Marcus sat back down on a green sofa, not far from an enormous television. There was a duvet in the corner of the room. James wondered how much of the house he ever occupied. At his feet were mugs and spoons, an electric kettle, tea leaves, two jars of instant coffee, opened packets of biscuits, spilt sugar granules, a variety of herbal tea bags and cartons of milk. Collectively, it was the most important feature of the room, possibly the whole house, but there was no offer to make them anything to drink.

‘What would you like then?’ said Marcus.

‘The usual, of course, but it needs to be of the highest quality.’

Marcus shrugged. ‘It is what it is,’ he said.

‘Then we might have a difficulty. The last stuff was particularly useless.’

‘I can’t do much about that,’ said Marcus. ‘I only sell the shit.’

‘I fear that what we have here,’ said Felix, ‘is a particularly striking instance of market failure through information asymmetry.’

‘Is that going to be a problem?’ said Marcus.

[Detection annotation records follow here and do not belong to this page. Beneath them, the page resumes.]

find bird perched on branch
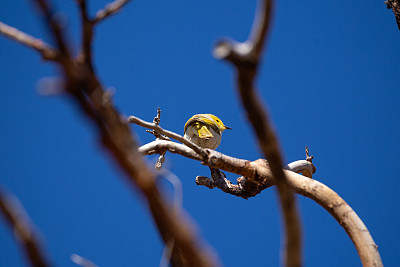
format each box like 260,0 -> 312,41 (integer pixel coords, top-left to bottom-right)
184,114 -> 231,149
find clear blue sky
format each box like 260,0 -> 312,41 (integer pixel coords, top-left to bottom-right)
0,0 -> 400,266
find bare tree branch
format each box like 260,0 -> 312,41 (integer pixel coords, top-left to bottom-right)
0,189 -> 51,267
128,116 -> 207,160
0,0 -> 217,266
385,0 -> 400,30
138,140 -> 383,267
214,0 -> 302,267
92,0 -> 130,24
0,21 -> 59,61
76,0 -> 94,66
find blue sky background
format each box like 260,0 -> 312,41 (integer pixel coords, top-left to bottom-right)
0,0 -> 400,266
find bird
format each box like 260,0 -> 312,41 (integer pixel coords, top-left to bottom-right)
183,114 -> 232,150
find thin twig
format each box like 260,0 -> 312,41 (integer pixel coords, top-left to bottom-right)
14,0 -> 217,266
128,116 -> 207,160
76,0 -> 94,65
214,0 -> 302,267
0,21 -> 59,61
92,0 -> 130,24
0,189 -> 51,267
139,140 -> 383,267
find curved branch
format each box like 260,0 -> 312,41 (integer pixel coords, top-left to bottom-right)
0,0 -> 217,266
385,0 -> 400,30
128,116 -> 207,160
0,189 -> 51,267
92,0 -> 130,24
139,141 -> 383,267
0,21 -> 60,61
214,0 -> 302,267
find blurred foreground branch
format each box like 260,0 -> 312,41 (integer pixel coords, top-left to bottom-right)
0,0 -> 217,266
0,189 -> 51,267
385,0 -> 400,30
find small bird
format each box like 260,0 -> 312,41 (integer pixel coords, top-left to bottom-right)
184,114 -> 231,149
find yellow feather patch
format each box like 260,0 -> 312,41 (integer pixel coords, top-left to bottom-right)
196,123 -> 214,139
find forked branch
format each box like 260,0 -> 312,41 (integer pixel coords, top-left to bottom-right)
214,0 -> 302,267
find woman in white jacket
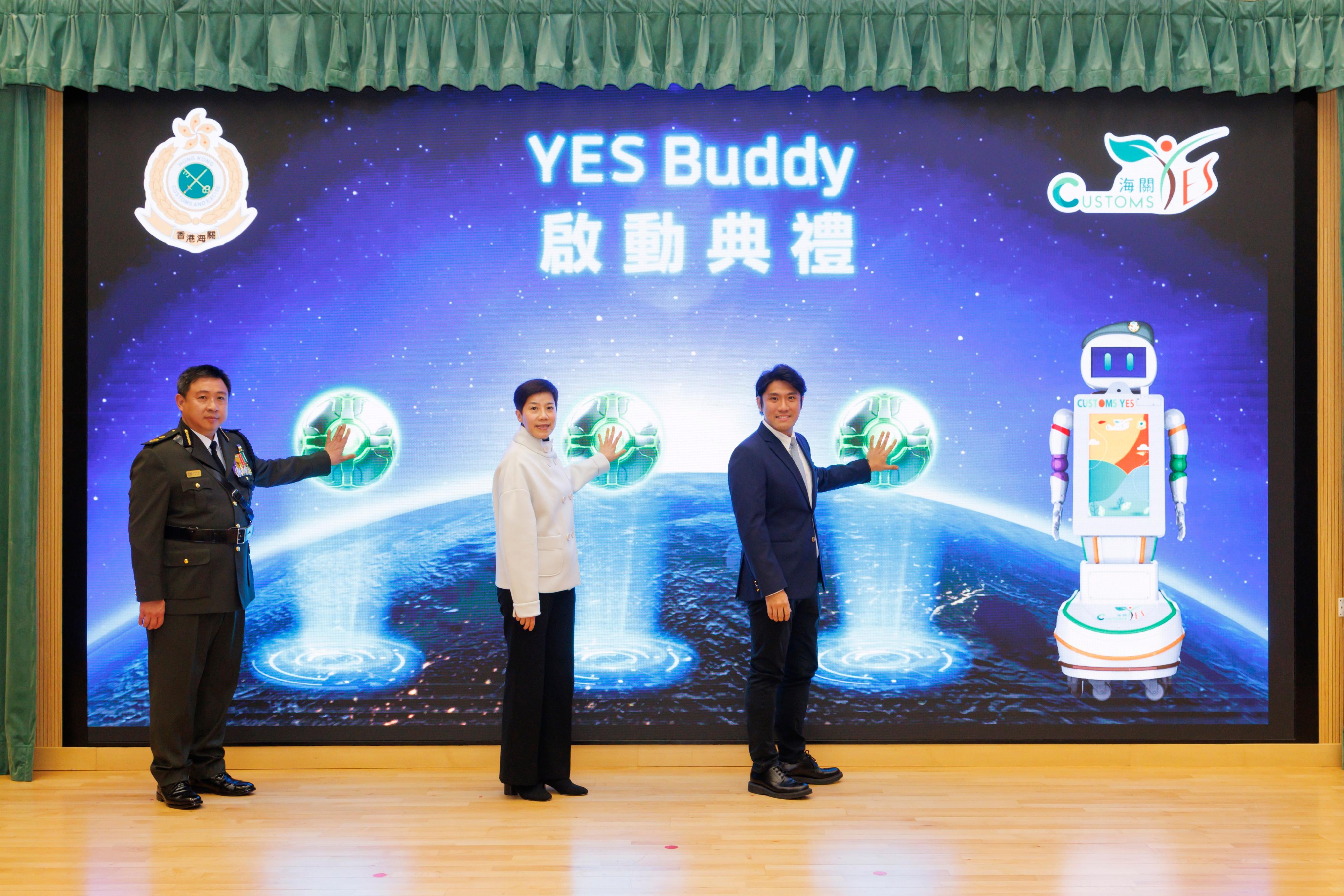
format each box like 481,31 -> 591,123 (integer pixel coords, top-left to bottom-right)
492,380 -> 629,801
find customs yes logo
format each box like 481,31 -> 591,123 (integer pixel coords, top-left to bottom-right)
1046,128 -> 1230,215
136,109 -> 257,253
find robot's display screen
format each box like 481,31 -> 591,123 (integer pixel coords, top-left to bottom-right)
86,89 -> 1293,743
1091,347 -> 1148,380
1087,414 -> 1153,516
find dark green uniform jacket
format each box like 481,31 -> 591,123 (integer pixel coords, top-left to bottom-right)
129,420 -> 332,614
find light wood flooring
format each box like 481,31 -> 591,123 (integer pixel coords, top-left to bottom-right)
0,756 -> 1344,896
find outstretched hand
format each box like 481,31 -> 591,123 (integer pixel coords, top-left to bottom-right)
866,433 -> 896,473
597,426 -> 629,463
327,423 -> 355,466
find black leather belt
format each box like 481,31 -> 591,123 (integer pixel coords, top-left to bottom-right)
164,525 -> 251,544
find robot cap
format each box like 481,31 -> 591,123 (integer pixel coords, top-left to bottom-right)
1083,321 -> 1157,348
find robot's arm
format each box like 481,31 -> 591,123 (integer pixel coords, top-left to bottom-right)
1164,408 -> 1189,541
1050,408 -> 1074,541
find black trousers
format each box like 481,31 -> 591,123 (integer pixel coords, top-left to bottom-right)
499,588 -> 574,786
747,598 -> 821,771
146,610 -> 245,785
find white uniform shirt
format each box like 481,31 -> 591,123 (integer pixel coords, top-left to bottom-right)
765,423 -> 812,504
491,429 -> 612,618
188,427 -> 228,472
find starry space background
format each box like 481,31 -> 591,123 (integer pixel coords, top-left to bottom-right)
87,89 -> 1293,736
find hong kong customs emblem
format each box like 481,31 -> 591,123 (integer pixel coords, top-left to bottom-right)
136,109 -> 257,253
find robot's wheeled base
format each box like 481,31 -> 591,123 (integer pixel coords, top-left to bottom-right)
1055,590 -> 1185,701
1064,672 -> 1175,703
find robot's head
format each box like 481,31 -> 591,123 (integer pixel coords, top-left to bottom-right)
1079,321 -> 1157,390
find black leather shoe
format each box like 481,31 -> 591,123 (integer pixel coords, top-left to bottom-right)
155,780 -> 200,809
191,771 -> 257,797
504,785 -> 551,803
747,763 -> 812,799
546,778 -> 587,797
780,750 -> 844,785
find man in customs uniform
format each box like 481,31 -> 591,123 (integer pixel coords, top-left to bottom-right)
130,364 -> 353,809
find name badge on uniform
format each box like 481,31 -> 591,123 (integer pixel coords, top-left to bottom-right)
234,447 -> 251,480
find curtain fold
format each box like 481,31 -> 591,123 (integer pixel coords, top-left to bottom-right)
0,0 -> 1344,94
0,87 -> 47,780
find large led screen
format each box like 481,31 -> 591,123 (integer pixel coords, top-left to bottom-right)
83,89 -> 1294,743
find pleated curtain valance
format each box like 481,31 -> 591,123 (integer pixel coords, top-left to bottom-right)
0,0 -> 1344,94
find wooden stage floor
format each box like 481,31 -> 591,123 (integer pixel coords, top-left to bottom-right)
0,756 -> 1344,896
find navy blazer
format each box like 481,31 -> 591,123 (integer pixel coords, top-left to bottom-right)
728,423 -> 872,600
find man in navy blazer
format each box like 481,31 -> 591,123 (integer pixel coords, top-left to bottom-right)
728,364 -> 892,799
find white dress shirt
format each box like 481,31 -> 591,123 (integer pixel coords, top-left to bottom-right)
491,429 -> 612,618
188,427 -> 228,470
765,423 -> 812,505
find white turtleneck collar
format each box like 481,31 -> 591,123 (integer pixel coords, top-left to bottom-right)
513,426 -> 554,457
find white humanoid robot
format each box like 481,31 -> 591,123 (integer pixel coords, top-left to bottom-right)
1050,321 -> 1189,700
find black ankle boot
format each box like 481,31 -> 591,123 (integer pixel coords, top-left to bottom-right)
504,785 -> 551,803
546,778 -> 587,797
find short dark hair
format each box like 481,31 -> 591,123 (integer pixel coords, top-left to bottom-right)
177,364 -> 234,395
757,364 -> 808,398
513,380 -> 560,411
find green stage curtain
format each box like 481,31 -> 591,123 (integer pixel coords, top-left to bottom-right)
0,87 -> 47,780
0,0 -> 1344,94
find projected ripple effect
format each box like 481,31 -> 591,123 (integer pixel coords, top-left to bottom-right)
564,392 -> 695,690
817,390 -> 969,690
253,388 -> 421,692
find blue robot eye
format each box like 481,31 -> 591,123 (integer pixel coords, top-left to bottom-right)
1091,345 -> 1148,379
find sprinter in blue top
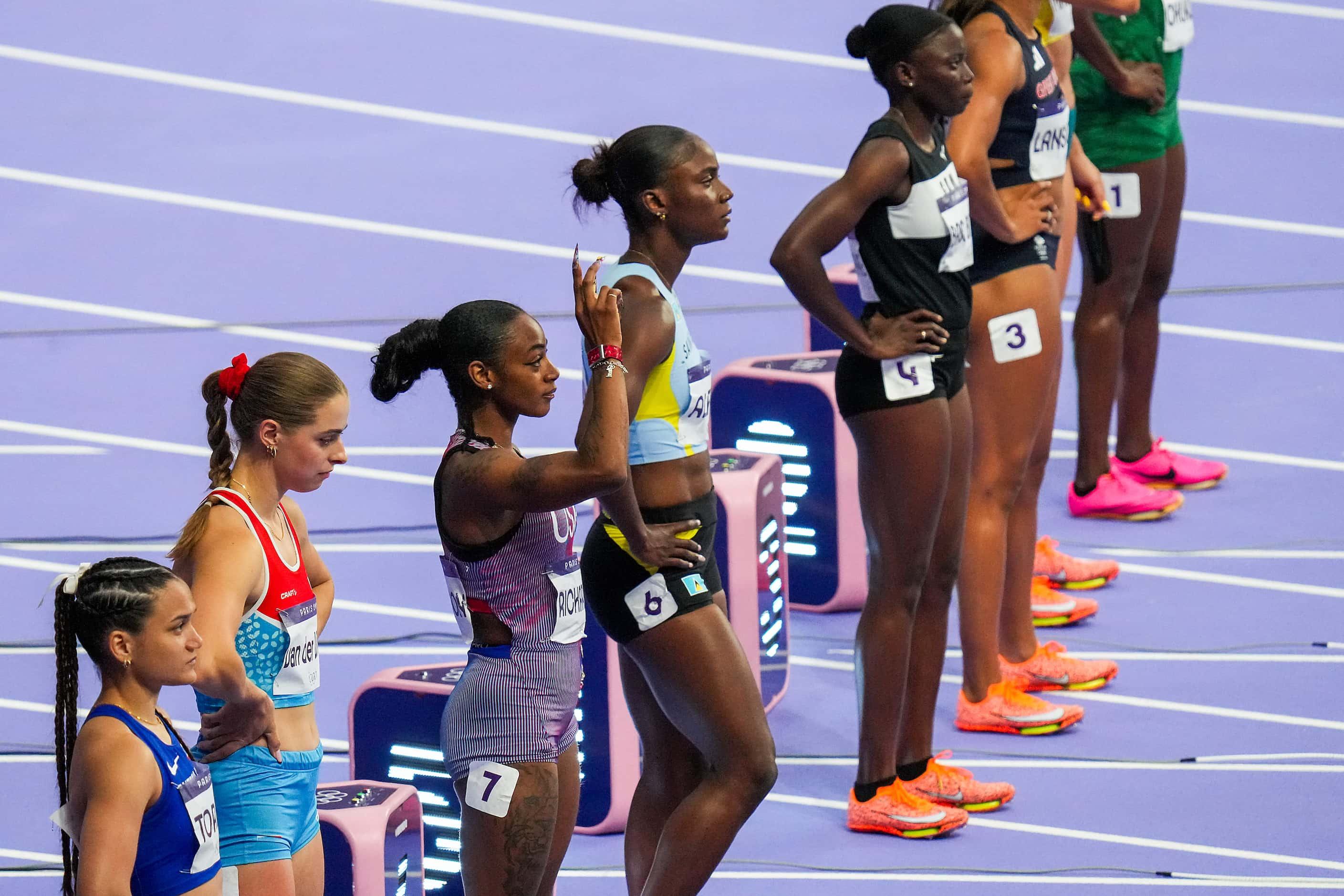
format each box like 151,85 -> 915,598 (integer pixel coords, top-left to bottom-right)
573,125 -> 775,893
52,557 -> 222,896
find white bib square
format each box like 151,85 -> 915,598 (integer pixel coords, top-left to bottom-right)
989,308 -> 1040,364
882,352 -> 933,402
625,572 -> 677,631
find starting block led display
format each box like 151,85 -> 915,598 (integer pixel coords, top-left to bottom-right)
709,448 -> 789,712
711,351 -> 868,613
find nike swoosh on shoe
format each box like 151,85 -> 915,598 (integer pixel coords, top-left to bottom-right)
1031,672 -> 1069,685
925,790 -> 965,803
887,812 -> 948,825
995,707 -> 1064,723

‘It was the American economist Keith Arrow, who formulated the concept of information asymmetries,’ said Felix. ‘These are transactions in which one party, almost always the vendor, has more information about the product than the buyer. In such circumstances, there exist opportunities for the vendor to cheat. For while the buyer knows the price of a product, it is only the vendor who knows its true value – its scarcity, efficacy, durability.’

There was a glum silence. If Felix had wanted to do some high-concept sparring over the course of negotiations then he needed to get another drug dealer. Marcus sniffed, he clearly suffered from colds pretty much all of the time, and looked bored. He reached for the remote control and started to flick through some television channels. But it wasn’t, James thought, a negotiating tactic – he just was bored. It was, he could see, probably something of an occupational hazard.